怪奇と幻想②

 ロバート・ブロック他著/仁賀克雄編 ハヤカワNV
復刊を記念して読みました。久々の怪奇ですね。
といっても、この②は全体としてゴシックな怪奇は少なく、SFやモダン・ホラーの香りが強かったです。面白いんですが、怪奇から脱出し他のジャンルに移行していく流れを感じられて、なんとも切ないアンソロジーでした。
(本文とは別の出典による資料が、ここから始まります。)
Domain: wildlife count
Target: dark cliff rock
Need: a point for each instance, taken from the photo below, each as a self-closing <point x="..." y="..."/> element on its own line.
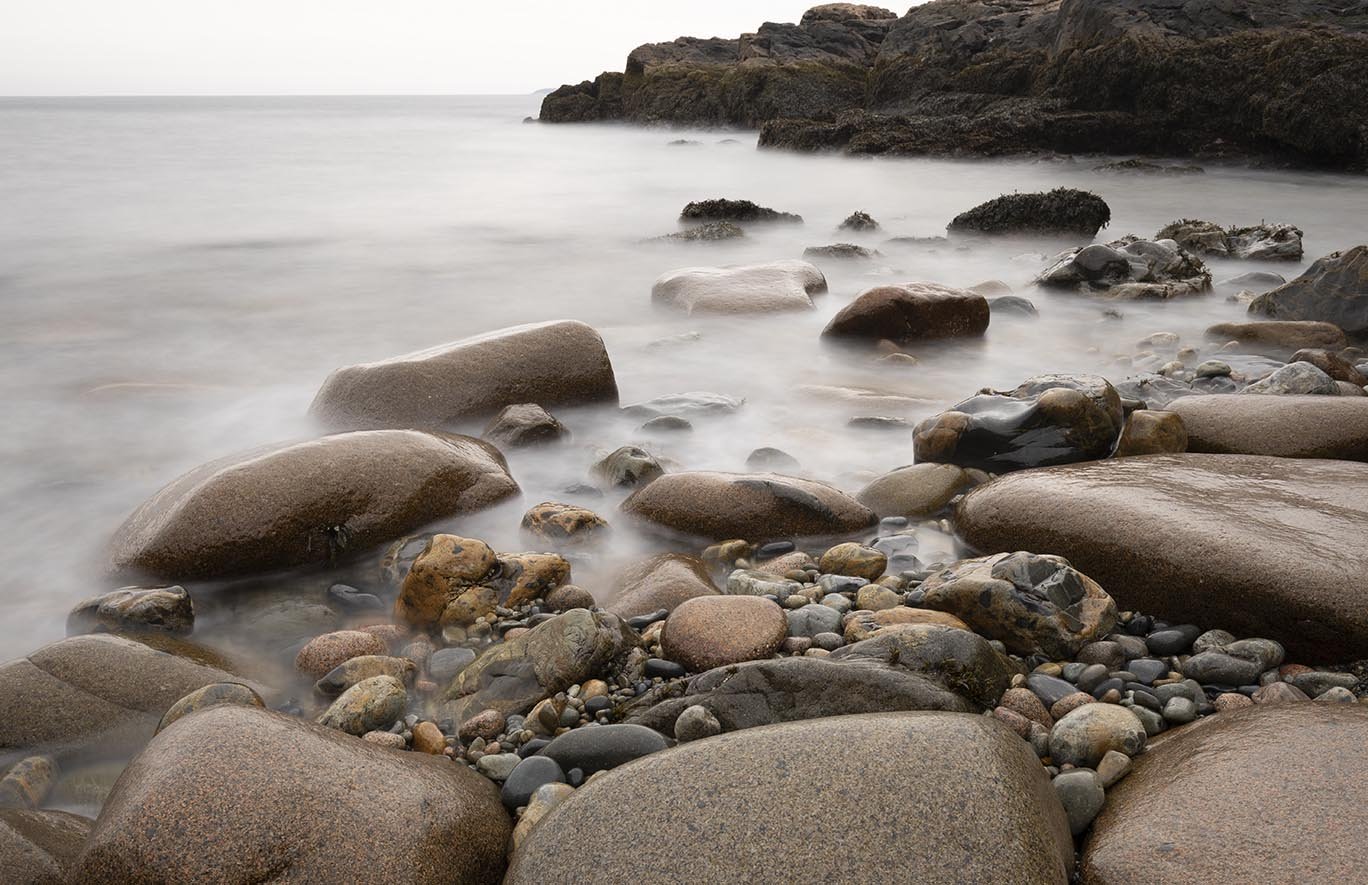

とくに面白かったのはシオドア・スタージョンの「それ」、クリフォード・D・シマックの「埃まみれのゼブラ」、ディビット・イーリィの「裁きの庭」ですかね。「それ」は典型的なモンスターもので、技術的なうまさはあれ、すじとしてはありふれたものなんですが、最後の3行にスタージョンの底意地の悪さが集約されています。読んでいて思わず「ひでぇ!!」と言ってしまいました。シマックは怪奇でも幻想でもなくユーモアSF。軽妙な語り口が魅力の作品で、たしかにゴシック怪奇ではこういった軽い感じのユーモアは味わえないなぁ。『裁きの庭』はこのアンソロジーには珍しいまっとうな怪奇。作中に出てくる絵画の描写がなんとも不気味でいいです。その他にも毎回SFや怪奇のどのアンソロジーにも入っているけれど、どれもあんまり面白くなかったレイ・ブラッドベリの作品が面白かったり、当時のモンスター映画を下地にしたレイ・ラッセルの「宇宙怪獣現る」も予想以上に深みのある作品。。ストレートに怪奇ではないけれど、収穫の多いアンソロジーでした。
ちなみに、先頃復刊された本書の新しいカバーはやはりかっこよかったです。うらやましいなぁ。